Though Jackson may be universally recognizable, he means something different to different people. His career is fraught with images of multiplicity. The music videos are full of doublings and hybrid characters, from the zombie-high-school-jock of Thriller to the looming panther of Black and White. I recently watched Jackson’s 1988 film, Moonwalker, a surreal, fragmented 90-minutes in which Jackson changes state in nearly every scene: he is a child, a Claymation rabbit, the 1930s gangster of Smooth Criminal, a Lancia Stratos sports car, and a giant silver battle-robot. All of which is seen under the umbrella of Jackson’s grand metamorphosis from young black child-star to the white plastic 40-something of his Santa Barbara County Sheriff’s Department mug shot of 2003. “[H]e took on the characteristics of a transracial experiment, a combination of attributes that had never before been seen collected in one human being,” wrote Gary Younge for The Guardian in 2009. “If there was ever a candidate to tick the box “other” on the racial categories of forms, it was Jackson”.

Jackson’s preoccupation with doubling owes something to his interest in the freak shows of nineteenth-century businessman P.T. Barnum, whose likeness appears in Mark Ryden’s King of Pop (#135) ( 1991 - 2018), commissioned by Jackson for the cover of Dangerous in the early 1990s. The painting features several hybrid creatures – echoing Bosch’s Garden of Earthly Delights (1503 - 1515) – adorning the elaborate entrance to a mysterious industrial zone. Jackson’s eyes loom over everything, his face mostly concealed: if the freak show plays on the notion of hybridity, on the uncategorizable nature of its exhibits, then Jackson is the main event. Alongside his favoured Peter Pan, it’s maybe unsurprising that Jackson claimed an emotional affinity not only to Steven Spielberg’s E.T., but to the “Elephant Man” Joseph Merrick, whose skeleton he allegedly attempted to purchase from the Royal London Hospital in 1987.

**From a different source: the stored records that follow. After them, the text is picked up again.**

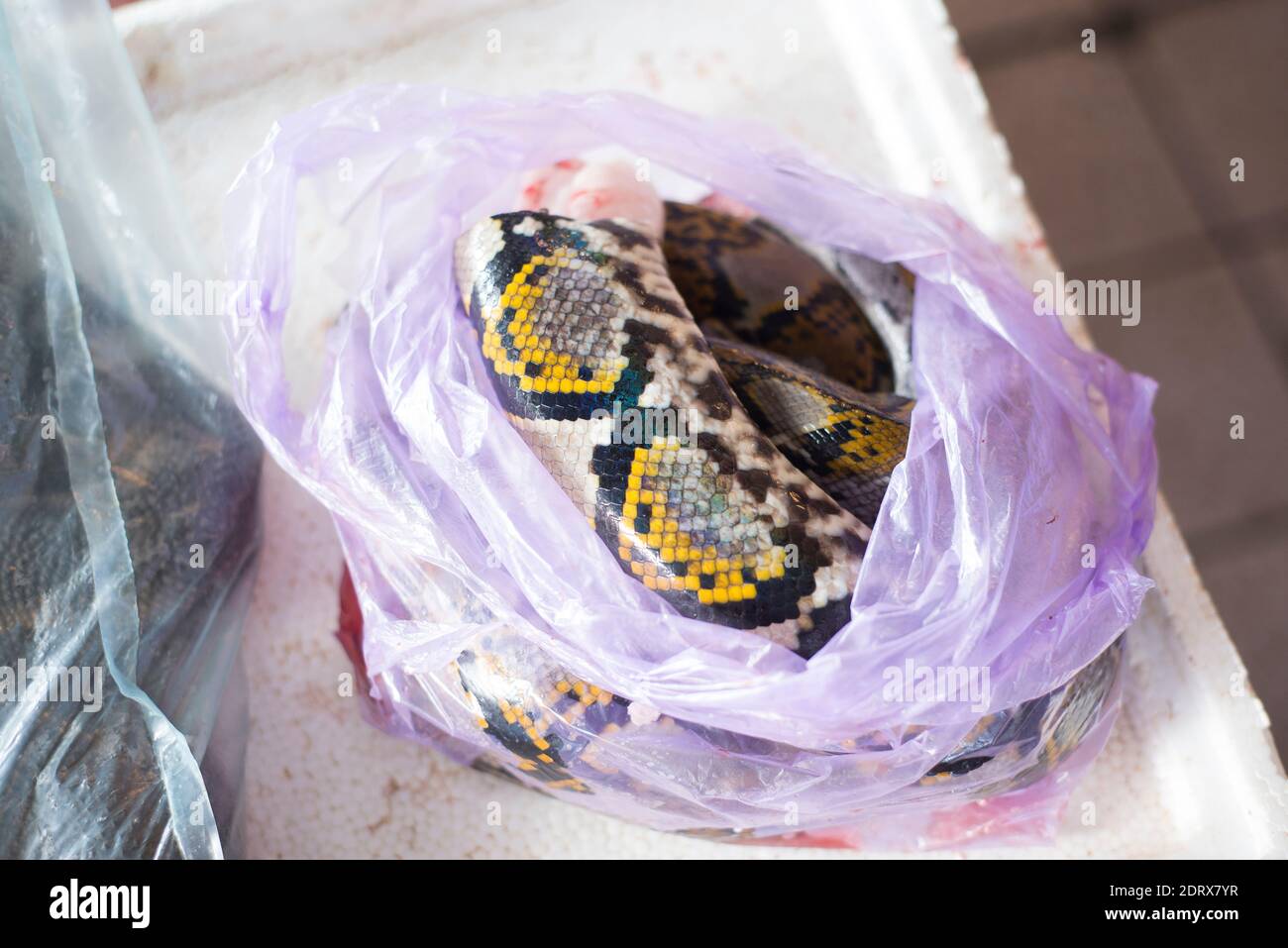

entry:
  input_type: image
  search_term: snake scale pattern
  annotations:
[435,194,1118,808]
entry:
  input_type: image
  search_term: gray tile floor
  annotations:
[947,0,1288,758]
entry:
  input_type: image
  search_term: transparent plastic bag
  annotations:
[0,0,262,858]
[226,86,1155,846]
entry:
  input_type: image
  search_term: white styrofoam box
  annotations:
[117,0,1288,858]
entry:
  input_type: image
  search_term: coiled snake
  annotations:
[437,189,1117,808]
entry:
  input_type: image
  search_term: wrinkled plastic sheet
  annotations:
[226,86,1155,845]
[0,0,262,858]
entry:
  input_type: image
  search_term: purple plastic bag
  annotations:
[226,86,1155,844]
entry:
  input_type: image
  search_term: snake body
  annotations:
[0,267,261,858]
[458,211,871,657]
[435,193,1120,806]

Despite the singer’s many modes – captured playfully by British artist David Urquhart in A Michael Jackson Alphabet (2017), one of several new works commissioned for the exhibition – Jackson’s most consistent identifier was and is the undisputed “King of Pop”. The exhibition is presided over by Kehinde Wiley’s enormous Equestrian Portrait of King Phillip II (Michael Jackson), the final painting commissioned by Jackson which was completed posthumously in 2010. While making reference to Rubens’ Philip II on Horseback (c.1628), what’s interesting about the painting is not only its grand re-affirmation of Jackson’s musical authority, but the fact that it’s really a collaboration, a last-ditch act of self-presentation, Jackson working closely with Wiley during the initial stages of the portrait’s conception. Perhaps most obviously, it’s notable that Jackson’s face is not the face he wore in 2009, the face of LaChapelle’s ‘Beautification’. Instead, the man in Wiley’s portrait is the Jackson of 1987’s Bad, olive-skinned, attractive, feminine, and defiant. He’s wound the clock back twenty years. “Thus play I in one person many people, / And none contented,” says Shakespeare’s Richard II. Reflecting on Jackson’s transformations, his work ethic, perfectionism, and his ultimate demise, it’s a line that seems all-too appropriate.